Tanıdık ayarı şu ifadeyle değiştirin: “Ağlamak, zayıflık göstermek demek değildir. Her şey geçer ve bu da … Erkeklik kendini güçlü, asil, adil eylemlerde gösterecek, hayatınla örnek olacak, güzel ifadelere ihtiyacın yok. Bu çalışmıyor.

"Ne söylersem söyleyeyim, ne kadar azarlasam da seni hala seviyorum!" Çocuğun ona olan sevginizi bildiğini düşünmek çok büyük bir hatadır. Bir çocuk kelimeleri kelimenin tam anlamıyla alır - eğer ona aptal olduğu söylenirse, öyle düşünecektir. Ve inan bana, bu cümlenin ardındaki sevgini ya da sadece kötü bir ruh halini fark etmeyecek. Dedin ve orada unuttun ve o tüm hayatı boyunca bu tavırla yaşamak zorunda. Geçenlerde oğlumla onun küçüklüğü hakkında konuştuk, ona anaokulu hakkında bir şeyler anlattım, ilk komik sözlerini. Ve aniden sordu: "Anne, baba ve ben küçükken bana bağırdı mı?" (oğlu 5 yaşındayken babasından boşandık). “Sen küçükken bile seni sık sık azarladı” (şimdi ne yazık ki, oğluna da kaba davranıyor, onu gerçek bir erkek gibi yetiştirdiğini düşünüyor) - Sonuçlarını düşünmeden cevap verdim. “Ve çocuklukta bile beni sevdiğini düşündüm” - 20 yaşındaki oğlum aslında zaten bir yetişkin, üzüldü. Kalbim battı, düşüncesiz ifademden çok pişman oldum.

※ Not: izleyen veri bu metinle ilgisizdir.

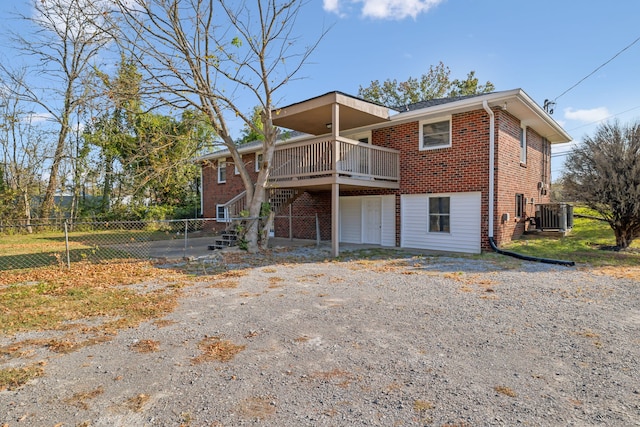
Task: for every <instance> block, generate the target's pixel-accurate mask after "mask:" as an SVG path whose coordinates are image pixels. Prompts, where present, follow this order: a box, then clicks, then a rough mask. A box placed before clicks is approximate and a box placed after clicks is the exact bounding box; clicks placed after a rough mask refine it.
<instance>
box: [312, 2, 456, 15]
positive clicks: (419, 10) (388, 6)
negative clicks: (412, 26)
mask: <svg viewBox="0 0 640 427" xmlns="http://www.w3.org/2000/svg"><path fill="white" fill-rule="evenodd" d="M443 1H444V0H323V7H324V10H326V11H327V12H332V13H335V14H337V15H343V12H342V11H343V9H344V7H348V6H349V5H351V4H361V5H362V9H361V12H362V15H363V16H364V17H367V18H373V19H397V20H400V19H404V18H407V17H411V18H413V19H415V18H416V17H417V16H418V15H419V14H421V13H426V12H428V11H429V9H431V8H432V7H435V6H437V5H438V4H440V3H442V2H443Z"/></svg>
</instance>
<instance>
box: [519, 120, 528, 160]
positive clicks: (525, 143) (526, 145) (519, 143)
mask: <svg viewBox="0 0 640 427" xmlns="http://www.w3.org/2000/svg"><path fill="white" fill-rule="evenodd" d="M520 129H521V132H522V138H518V143H519V144H520V163H521V164H523V165H526V164H527V127H526V126H521V127H520Z"/></svg>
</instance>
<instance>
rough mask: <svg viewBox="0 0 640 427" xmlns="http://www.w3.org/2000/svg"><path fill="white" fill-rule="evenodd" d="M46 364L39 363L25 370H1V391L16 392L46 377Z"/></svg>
mask: <svg viewBox="0 0 640 427" xmlns="http://www.w3.org/2000/svg"><path fill="white" fill-rule="evenodd" d="M44 365H46V362H39V363H36V364H33V365H29V366H25V367H23V368H6V369H0V391H3V390H15V389H17V388H19V387H21V386H23V385H25V384H26V383H28V382H29V381H31V380H32V379H34V378H37V377H41V376H42V375H44V368H43V366H44Z"/></svg>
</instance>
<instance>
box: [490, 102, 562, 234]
mask: <svg viewBox="0 0 640 427" xmlns="http://www.w3.org/2000/svg"><path fill="white" fill-rule="evenodd" d="M496 115H497V116H498V117H499V120H498V124H499V130H498V134H497V138H496V148H497V150H496V151H497V153H496V167H497V169H498V171H499V173H498V177H497V179H496V186H495V190H496V206H495V208H496V222H497V228H496V241H498V242H499V243H502V244H504V243H508V242H509V241H511V240H512V239H513V238H515V237H518V236H520V235H521V234H522V233H523V232H524V231H525V230H526V229H527V228H528V227H529V221H528V218H529V217H533V216H534V215H535V206H534V205H535V204H536V203H548V202H549V196H548V195H547V194H542V193H543V192H541V191H540V189H539V188H538V183H539V182H544V183H548V182H549V180H550V177H551V169H550V148H549V143H548V142H546V141H545V140H544V139H543V138H542V137H541V136H540V135H538V134H537V133H536V132H535V131H533V129H531V128H527V162H526V164H523V163H520V120H518V119H517V118H515V117H514V116H512V115H511V114H509V113H508V112H506V111H498V112H496ZM516 194H523V195H524V197H525V198H526V200H527V203H526V207H525V212H524V213H525V215H524V216H522V217H520V218H518V217H516ZM532 199H533V203H532V202H531V201H532ZM505 213H508V214H509V220H508V221H502V216H503V214H505Z"/></svg>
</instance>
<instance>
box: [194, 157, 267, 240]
mask: <svg viewBox="0 0 640 427" xmlns="http://www.w3.org/2000/svg"><path fill="white" fill-rule="evenodd" d="M226 160H227V179H226V182H225V183H218V160H217V159H216V160H212V161H207V162H205V163H204V164H203V166H202V189H203V191H202V193H203V195H202V206H203V212H202V214H203V216H204V217H205V218H215V217H216V205H218V204H223V203H226V202H228V201H229V200H231V199H232V198H234V197H235V196H237V195H238V194H239V193H241V192H243V191H244V184H243V182H242V178H240V175H236V174H235V166H234V164H233V159H232V158H231V157H230V156H229V157H228V158H227V159H226ZM242 161H243V162H244V164H245V165H246V166H247V169H248V170H249V173H250V174H251V177H252V179H253V180H254V181H255V180H256V178H257V176H258V174H257V172H255V170H256V166H255V154H253V153H252V154H244V155H243V156H242ZM226 225H227V224H226V223H224V222H220V223H215V226H214V228H215V229H216V230H224V228H225V227H226Z"/></svg>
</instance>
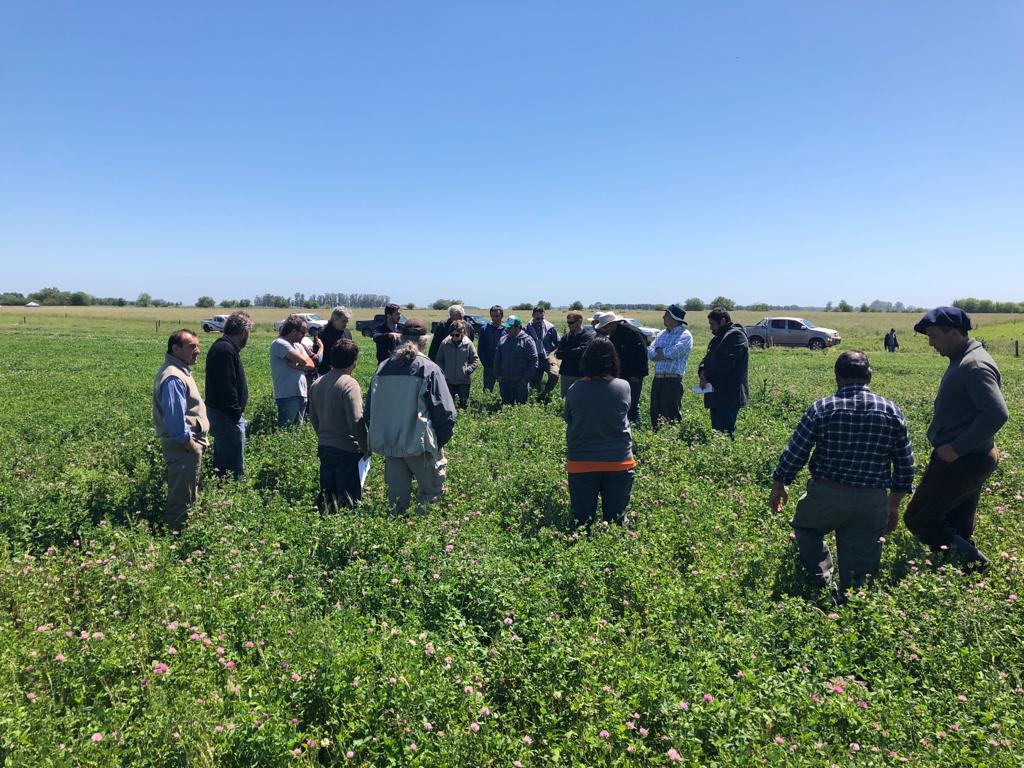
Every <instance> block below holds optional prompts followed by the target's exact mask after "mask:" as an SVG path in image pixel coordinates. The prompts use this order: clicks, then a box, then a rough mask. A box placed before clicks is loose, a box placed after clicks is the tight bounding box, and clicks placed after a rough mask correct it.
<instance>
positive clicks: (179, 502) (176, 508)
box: [162, 440, 203, 530]
mask: <svg viewBox="0 0 1024 768" xmlns="http://www.w3.org/2000/svg"><path fill="white" fill-rule="evenodd" d="M194 445H195V443H194ZM162 447H163V451H164V462H165V463H166V464H167V506H166V507H165V509H164V522H165V523H167V525H168V527H170V528H171V530H180V529H181V526H182V525H184V522H185V518H187V517H188V507H190V506H191V505H193V504H195V503H196V496H197V494H198V493H199V476H200V467H201V466H202V463H203V449H202V447H201V446H198V445H197V447H200V451H198V452H197V451H194V450H193V446H189V445H188V444H187V443H180V442H177V441H175V440H163V442H162Z"/></svg>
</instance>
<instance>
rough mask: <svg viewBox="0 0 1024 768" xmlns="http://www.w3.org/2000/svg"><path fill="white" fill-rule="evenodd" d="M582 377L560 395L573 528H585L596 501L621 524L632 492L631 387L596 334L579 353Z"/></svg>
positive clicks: (610, 345)
mask: <svg viewBox="0 0 1024 768" xmlns="http://www.w3.org/2000/svg"><path fill="white" fill-rule="evenodd" d="M582 362H583V370H582V373H583V377H582V378H581V379H580V380H578V381H577V382H575V383H573V384H572V386H571V387H570V388H569V390H568V392H567V393H566V395H565V458H566V462H565V468H566V471H567V472H568V482H569V505H570V506H571V508H572V517H573V519H574V520H575V524H577V526H578V527H579V526H585V525H590V524H591V522H592V521H593V520H594V517H595V516H596V514H597V499H598V497H599V496H600V498H601V517H602V519H603V520H604V521H605V522H615V523H620V524H622V523H623V522H624V521H625V519H626V508H627V507H628V506H629V504H630V497H631V496H632V494H633V468H634V467H635V466H636V460H635V459H634V458H633V437H632V435H631V434H630V420H629V410H630V386H629V383H628V382H626V381H625V380H624V379H622V378H620V376H618V374H620V371H618V354H617V353H616V352H615V346H614V344H612V343H611V341H610V340H609V339H607V338H606V337H603V336H598V337H597V338H595V339H594V340H593V341H591V342H590V343H589V344H588V345H587V347H586V349H585V351H584V353H583V360H582Z"/></svg>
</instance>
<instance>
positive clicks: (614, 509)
mask: <svg viewBox="0 0 1024 768" xmlns="http://www.w3.org/2000/svg"><path fill="white" fill-rule="evenodd" d="M598 495H600V497H601V517H602V518H603V519H604V521H605V522H617V523H618V524H620V525H621V524H622V523H623V522H625V521H626V508H627V507H628V506H630V497H631V496H632V495H633V470H632V469H627V470H624V471H621V472H570V473H569V506H570V507H571V508H572V517H574V518H575V523H577V527H580V526H583V525H590V523H591V522H593V520H594V517H595V516H596V515H597V497H598Z"/></svg>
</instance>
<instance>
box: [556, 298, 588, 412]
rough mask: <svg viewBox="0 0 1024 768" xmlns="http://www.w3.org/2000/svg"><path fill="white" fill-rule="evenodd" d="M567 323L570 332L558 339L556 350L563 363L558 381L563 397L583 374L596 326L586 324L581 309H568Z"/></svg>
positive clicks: (561, 362) (561, 361)
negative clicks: (589, 346) (592, 325)
mask: <svg viewBox="0 0 1024 768" xmlns="http://www.w3.org/2000/svg"><path fill="white" fill-rule="evenodd" d="M565 325H566V326H568V329H569V330H568V333H566V334H565V335H564V336H563V337H562V338H560V339H559V340H558V348H557V349H556V350H555V356H556V357H557V358H558V360H559V361H560V364H561V365H560V367H559V370H558V383H559V384H560V385H561V388H562V397H564V396H565V393H566V392H568V391H569V387H571V386H572V385H573V384H574V383H575V382H577V381H579V380H580V378H581V377H582V376H583V373H582V371H583V353H584V350H586V349H587V345H588V344H589V343H590V342H591V340H592V339H593V338H594V328H593V326H591V325H589V324H588V325H585V324H584V322H583V312H581V311H578V310H575V309H570V310H569V311H567V312H566V313H565Z"/></svg>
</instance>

İfadeyi değiştirin: "Yalancısın, korkaksın", "Haksız, haksız davrandın." Çocuğun kişiliği değil, eylemleri hakkında konuşun.

Bize nasıl hissettiğini söyle, deneyimle : “Kötü notları benden sakladığınızda çok üzülüyorum. Her neyse, er ya da geç bunu öğreneceğim ve sonra kötü notların olduğu için ve ayrıca benden sakladığın için iki kat rahatsız olacağım. Çocuklar ebeveynlerinin nasıl hissettiği hakkında çok az şey bilir ve ebeveynlerin kendileri suçludur.

"Evet, kontrol edilmezsen hiçbir şey yapmayacaksın!" - Ebeveynler, görüşlerini ifade ederek, sizin tarafınızdan tam kontrol ile çocuğun haklı öfkesine genellikle bu şekilde cevap verir. Bu sorular: “Nereye gittin? Neden aramıyorsun?" Bu gibi durumlarda, ebeveynler de kendi korkuları tarafından yönlendirilir ve çocuklar bu "zor" yaşamın bağımlı, aciz özneleri olarak algılanır. Ebeveynleri asıl endişelendiren güvensizlik, güvensizlik ve bir şeyi kaçırma korkusudur. En üzücü olan şey, tamamen yetenekli, sağlıklı bir çocuğun güvensiz, düzensiz, endişeli bir insan haline gelmesidir. Eğer çocuk elinden geldiğince zorlukların üstesinden gelemiyorsa, irade gücünü nereden bulacak?

çocuğa söyle : "Bize sahip olduğunuzu her zaman bilin, ihtiyacınız olduğunda her zaman yardımınıza geleceğiz" … Fikrinizi çocuğa empoze etmeyin, ona inanın. Ona kendi yolunu seçme ve onu takip etme fırsatı verin. Eğer çocuk akıl sağlığı yerindeyse ona inanıyorsanız kişiliğine saygı duyun, sevgiler. sağlıklı aşk, yanlış bir şey yapmaz, kaybedenin yolunu seçmez, emin olabilirsin.

Bacaklarınızı çocuk için hareket ettirmeyin, kendisi yapabilir. Her şeyden önce onu inançlarınızdan, korkularınızdan, eleştirilerinizden, yargılarınızdan, kısıtlamalarınızdan koruyun, bunlar çocuğu sakatlar, ona iletilir, içine emilir. Kendi kuşağınızın deneyimine bağlı kalmayın. Hayat değişiklikleri, tat alma alışkanlıkları, yaşam tarzı değişikliği, nasıl daha iyi olacağını nereden biliyorsun? Değişimin tadını çıkarın ve çocuğunuza kendisi olmak için paha biçilmez bir hak verin.